Hunt und Wu lernten sich in den späten 90ern kennen und durch verschieden DJ-Gigs trafen diese im Sommer 1999 auf Marnie und Aroyo. Hunt entdeckte, dass er unzählige Interessen mit seinen Kollaborateuren teilte – französische Electronica mit Wu, Krautrock mit Aroyo und Pop mit Marnie, sowie eine gemeinsame Leidenschaft für die niederländische Band Shocking Blue. Das war eine merkwürdige Mischung in einer Zeit als die musikalische Landschaft eher mit Gitarren-Indie-Rock-Bands und House-Musik bevölkert war, weniger mit Crossover.
„Es gab einfach nicht viele Menschen, die Popmusik mit Synthesizern machten. Wir haben es nicht erfunden, haben es aber auf ganz eigene Art getan“, sagt Aroyo. „Und die Leute sagten: ‚Wow, ihr benutzt Synthesizer und seid keine Dance-Band.’ Es lief ganz zu unserem Gunsten, obwohl wir zu keinem Genre oder Trend dieser Zeit passten.“
Wu erinnert sich: „An Musik beteiligt zu sein, die nicht war wie alles andere zu der Zeit, war etwas ganz Besonderes.“
Dieses Gefühl regte in den frühen Tagen einen verstärkten Sinn für das Experimentieren an. Hunt räumt ein, dass Ladytrons eigentliche Ziele nur sehr „befristet“ waren: „Lass uns eine Single machen.“ – „Okay, den Leuten gefiel das, machen wir eine andere“ – „Okay, wir machen ein Album.“
Nach dem Erfolg der frühen Singles wie „He Took Her to a Movie“ und „Playgirl“ und die EP „Commodore Rock“, veröffentlichte das Quartett 2001 – von der A&R Legende Steve Pross auf dem US-Label Emperor Norten unter Vertrag genommen - „604“. Das Album erhielt viel Lob für seine stimmungsvollen Synthesizer und das stramme Pop-Songwriting – und plötzlich war Ladytron ein weltweites Phänomen.
Der Trubel um ihre Studioaufnahmen änderte allerdings nichts daran, dass Ladytron als Live-Act noch Neulinge waren. Trotz dessen schenkte die Europa-Tournee zu „604“ dem Quartett viel Energie, die diese schnell im Studio umsetzten, um „Light & Magic“ mit seinen verfeinerten Melodien, den labyrinthischen Arrangements, der unterschiedlichen Texturen und den breiten emotionalen Schattierungen aufzunehmen. „Seventeen“, „Blue Jeans“ und „Evil“ wurden die Underground-Hits einer Band, welche immer mehr an „above-ground“ Achtung gewann.
Mit ihrem Sound, der alles von Glam zu Disco zu New Wave zu Robot-Pop und sogar zu europäischem Dance hat, wurden Ladytron ungerechterweise mit Vertretern des Electroclashs in einen Topf geworfen. Ein Etikett, das Hunt und seine Bandkollegen kurzerhand ignorierten.
Der Kategorisierung trotzend entwickelten sich Ladytron weiter, indem sie sich noch mehr Einflüssen (u. a. Soul und Shoegaze) für das folgende Album „Witching Hour“ öffneten.
Während Ladytron zu Hause sehr zögerlich anerkannt wurden, waren sie Stars als sie endlich 2003 in Nordamerika eintrafen. Ihre erste US Tour war fast ausverkauft und sie traten bei einem von zwei Sets für das Coachella Valley Music & Arts Valley Festival mit erweitertem Line-up (Live-Drummer und Bassist) auf, was „die ganze Stimmung auf der Bühne“ veränderte.

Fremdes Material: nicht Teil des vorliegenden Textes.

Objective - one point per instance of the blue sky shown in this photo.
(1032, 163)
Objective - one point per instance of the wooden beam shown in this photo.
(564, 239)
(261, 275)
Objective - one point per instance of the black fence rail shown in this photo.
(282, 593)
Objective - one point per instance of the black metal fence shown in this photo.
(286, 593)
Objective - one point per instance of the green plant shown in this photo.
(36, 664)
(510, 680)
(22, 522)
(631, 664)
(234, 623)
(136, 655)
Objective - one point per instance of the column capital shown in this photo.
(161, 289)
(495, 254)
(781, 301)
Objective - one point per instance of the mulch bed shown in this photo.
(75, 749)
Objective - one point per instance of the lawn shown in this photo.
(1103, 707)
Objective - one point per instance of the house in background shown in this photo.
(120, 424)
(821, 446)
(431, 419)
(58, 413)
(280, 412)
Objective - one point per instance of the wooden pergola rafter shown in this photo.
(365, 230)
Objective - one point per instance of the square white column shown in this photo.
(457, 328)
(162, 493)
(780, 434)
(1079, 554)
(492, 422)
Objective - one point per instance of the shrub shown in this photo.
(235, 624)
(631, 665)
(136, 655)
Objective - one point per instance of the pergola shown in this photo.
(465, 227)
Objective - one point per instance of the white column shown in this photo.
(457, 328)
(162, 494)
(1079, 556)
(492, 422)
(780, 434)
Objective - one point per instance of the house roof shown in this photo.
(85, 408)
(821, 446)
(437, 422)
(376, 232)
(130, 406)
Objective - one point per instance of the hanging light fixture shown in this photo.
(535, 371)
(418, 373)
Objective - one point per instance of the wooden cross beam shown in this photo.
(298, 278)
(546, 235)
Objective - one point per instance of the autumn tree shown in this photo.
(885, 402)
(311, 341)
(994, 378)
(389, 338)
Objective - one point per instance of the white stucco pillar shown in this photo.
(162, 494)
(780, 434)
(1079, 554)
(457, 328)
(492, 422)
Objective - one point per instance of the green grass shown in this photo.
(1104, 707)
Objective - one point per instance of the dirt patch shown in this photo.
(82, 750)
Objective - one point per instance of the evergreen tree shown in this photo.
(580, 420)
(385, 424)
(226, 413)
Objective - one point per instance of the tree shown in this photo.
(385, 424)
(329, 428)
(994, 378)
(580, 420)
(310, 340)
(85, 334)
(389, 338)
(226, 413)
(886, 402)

Sie waren eine Wucht.
Label Probleme verzögerten die Veröffentlichung des Albums bis zum Herbst 2005. Das rock-lastigere Album „Witching Hour“ wurde mit fast einhelliger Begeisterung sowohl in Europa sowie auch in Amerika begrüßt. Die Single „Destroy Everything You Touch“ schlug förmlich ein und wurde der Erkennungssong der Band.

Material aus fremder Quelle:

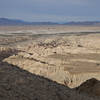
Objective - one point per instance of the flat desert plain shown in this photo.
(50, 62)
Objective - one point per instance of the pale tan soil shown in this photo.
(67, 58)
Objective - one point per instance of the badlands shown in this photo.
(50, 62)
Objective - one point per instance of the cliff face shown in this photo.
(66, 59)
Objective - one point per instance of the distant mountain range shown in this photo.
(6, 21)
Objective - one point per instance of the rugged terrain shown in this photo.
(56, 61)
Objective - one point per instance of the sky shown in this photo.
(51, 10)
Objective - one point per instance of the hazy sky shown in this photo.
(51, 10)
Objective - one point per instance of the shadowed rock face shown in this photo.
(90, 87)
(34, 69)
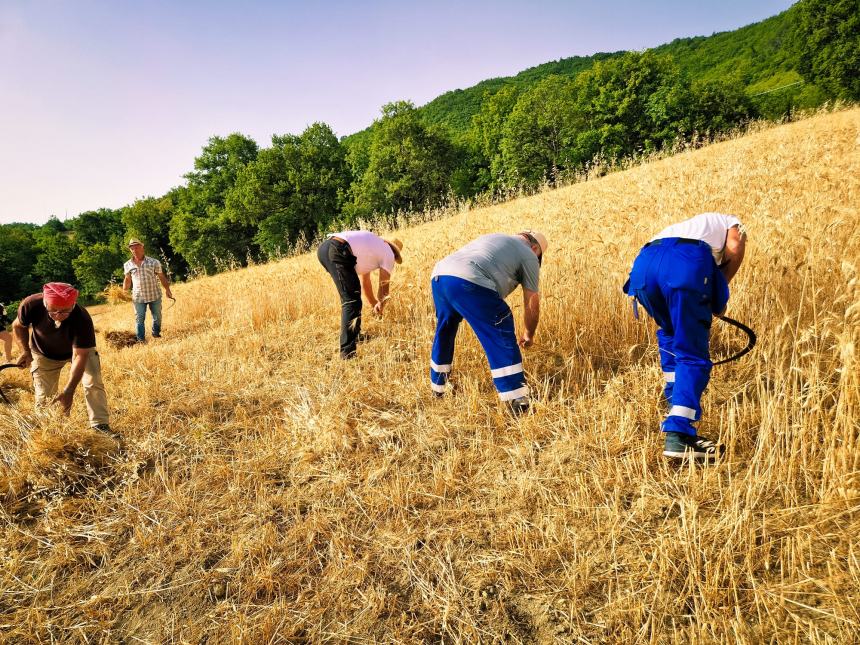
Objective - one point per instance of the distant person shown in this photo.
(52, 330)
(143, 275)
(681, 278)
(350, 257)
(471, 284)
(5, 336)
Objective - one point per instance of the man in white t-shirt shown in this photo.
(350, 257)
(681, 278)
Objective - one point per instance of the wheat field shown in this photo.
(269, 492)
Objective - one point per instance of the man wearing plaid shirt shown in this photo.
(143, 274)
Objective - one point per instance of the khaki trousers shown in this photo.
(46, 376)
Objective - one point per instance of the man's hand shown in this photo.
(25, 360)
(65, 399)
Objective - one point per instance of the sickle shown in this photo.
(3, 396)
(750, 342)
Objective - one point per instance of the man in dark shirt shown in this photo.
(52, 330)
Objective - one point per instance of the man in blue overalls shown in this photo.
(472, 284)
(681, 278)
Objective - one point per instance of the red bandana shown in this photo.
(59, 295)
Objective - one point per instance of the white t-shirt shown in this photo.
(712, 228)
(371, 251)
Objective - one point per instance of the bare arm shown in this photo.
(79, 365)
(531, 316)
(165, 283)
(733, 253)
(382, 291)
(367, 288)
(22, 335)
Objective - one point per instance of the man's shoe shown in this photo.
(520, 406)
(682, 446)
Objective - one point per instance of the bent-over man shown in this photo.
(350, 257)
(143, 275)
(472, 284)
(681, 277)
(52, 330)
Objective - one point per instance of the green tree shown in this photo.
(409, 164)
(148, 219)
(538, 134)
(292, 189)
(55, 250)
(826, 42)
(487, 133)
(199, 231)
(92, 227)
(629, 104)
(17, 257)
(99, 264)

Zwei ausverkaufte US-Tourneen folgten, und Ladytron wurde gebeten, das Ether Festival in London 2006 zu kuratieren. „Zum ersten Mal bekamen wir Anerkennung für unseren Einfluss in unserem Heimatland“, so Hunt.
Nach der „Witching Hour“ Tour setzte sich die vierköpfige Band sofort zusammen, um „Velocifero“ aufzunehmen. Das Highlight der langen Tour für das Album erreichten Ladytron als sie für das von Brian Eno kuratierte „Luminous Festival“ am Sydney Opera House als Headliner spielten.

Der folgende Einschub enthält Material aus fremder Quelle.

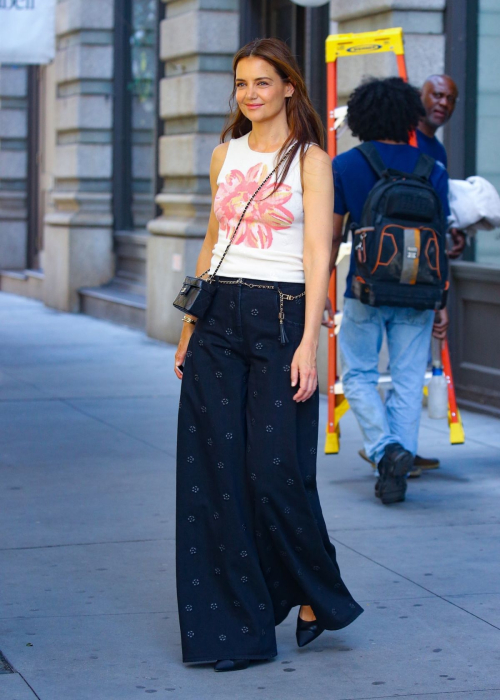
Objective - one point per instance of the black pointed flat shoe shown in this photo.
(307, 631)
(231, 665)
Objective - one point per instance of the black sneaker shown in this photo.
(393, 468)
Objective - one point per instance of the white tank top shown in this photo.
(269, 243)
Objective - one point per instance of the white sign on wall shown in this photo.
(27, 31)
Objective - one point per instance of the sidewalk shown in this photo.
(87, 597)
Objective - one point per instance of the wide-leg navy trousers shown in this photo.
(251, 538)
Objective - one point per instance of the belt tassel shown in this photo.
(283, 335)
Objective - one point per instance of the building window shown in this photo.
(134, 171)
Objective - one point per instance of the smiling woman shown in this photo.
(251, 539)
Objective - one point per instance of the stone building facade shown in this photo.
(104, 154)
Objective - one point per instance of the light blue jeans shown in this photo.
(360, 339)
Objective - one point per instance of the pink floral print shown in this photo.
(265, 214)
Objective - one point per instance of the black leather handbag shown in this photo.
(197, 294)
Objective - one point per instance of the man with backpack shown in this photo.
(396, 198)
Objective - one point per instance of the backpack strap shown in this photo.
(424, 166)
(370, 152)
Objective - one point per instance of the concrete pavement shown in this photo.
(87, 597)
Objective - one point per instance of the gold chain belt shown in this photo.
(282, 295)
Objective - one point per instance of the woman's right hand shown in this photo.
(180, 354)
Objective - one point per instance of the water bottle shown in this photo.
(437, 405)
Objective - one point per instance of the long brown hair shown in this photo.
(303, 121)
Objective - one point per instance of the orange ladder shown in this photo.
(380, 41)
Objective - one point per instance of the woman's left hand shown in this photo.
(304, 371)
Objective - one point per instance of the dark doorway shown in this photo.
(135, 135)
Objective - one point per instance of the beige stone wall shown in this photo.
(78, 223)
(198, 41)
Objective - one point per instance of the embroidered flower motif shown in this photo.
(265, 214)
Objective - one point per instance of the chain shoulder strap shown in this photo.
(210, 279)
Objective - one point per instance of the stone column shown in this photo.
(13, 167)
(198, 41)
(78, 227)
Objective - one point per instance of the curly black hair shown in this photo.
(384, 109)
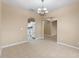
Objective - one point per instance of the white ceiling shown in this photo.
(34, 4)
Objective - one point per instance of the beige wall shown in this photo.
(14, 22)
(47, 29)
(0, 27)
(68, 24)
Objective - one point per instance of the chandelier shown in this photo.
(42, 11)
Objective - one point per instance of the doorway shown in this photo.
(31, 29)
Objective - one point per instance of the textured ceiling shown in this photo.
(34, 4)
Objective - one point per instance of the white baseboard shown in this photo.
(67, 45)
(17, 43)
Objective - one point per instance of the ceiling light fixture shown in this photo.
(42, 11)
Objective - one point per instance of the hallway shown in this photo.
(40, 48)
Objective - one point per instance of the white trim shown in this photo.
(68, 45)
(17, 43)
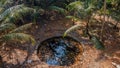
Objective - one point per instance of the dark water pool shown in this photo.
(60, 51)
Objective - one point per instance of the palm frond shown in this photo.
(20, 37)
(7, 26)
(21, 28)
(59, 9)
(73, 17)
(75, 27)
(97, 43)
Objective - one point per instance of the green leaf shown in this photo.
(59, 9)
(97, 43)
(7, 26)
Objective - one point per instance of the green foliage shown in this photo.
(13, 14)
(21, 37)
(61, 10)
(7, 26)
(15, 34)
(97, 43)
(22, 28)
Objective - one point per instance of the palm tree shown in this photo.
(82, 11)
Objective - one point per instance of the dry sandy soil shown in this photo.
(24, 56)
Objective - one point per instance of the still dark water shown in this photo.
(59, 51)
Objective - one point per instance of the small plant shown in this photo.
(14, 34)
(83, 11)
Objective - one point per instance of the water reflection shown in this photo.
(59, 51)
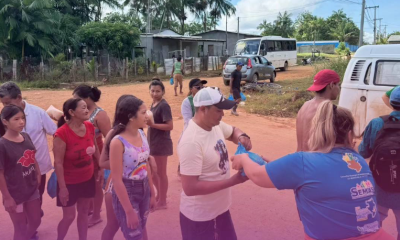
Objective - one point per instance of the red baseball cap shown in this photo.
(323, 78)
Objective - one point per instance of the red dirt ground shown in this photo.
(257, 213)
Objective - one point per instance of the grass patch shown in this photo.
(309, 55)
(285, 102)
(38, 84)
(288, 100)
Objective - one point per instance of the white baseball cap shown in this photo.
(212, 96)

„Als wir anfingen war Musik sehr polarisiert – entweder warst du Rock oder du warst Dance - es erschien revolutionär, und sogar Punk, Musik mit diesen Instrumenten zu machen“, sagt Wu.
„Manchmal denke ich ‚Was würde passieren wenn wir jetzt von vorn anfangen würden, in diesem Jahrzehnt? Inwiefern die Dinge anders wären.’ Es bleibt nicht viel übrig, wirklich.“
Außer natürlich, Ladytron’s fünftes Studioalbum, das im Sommer 2011 erscheint.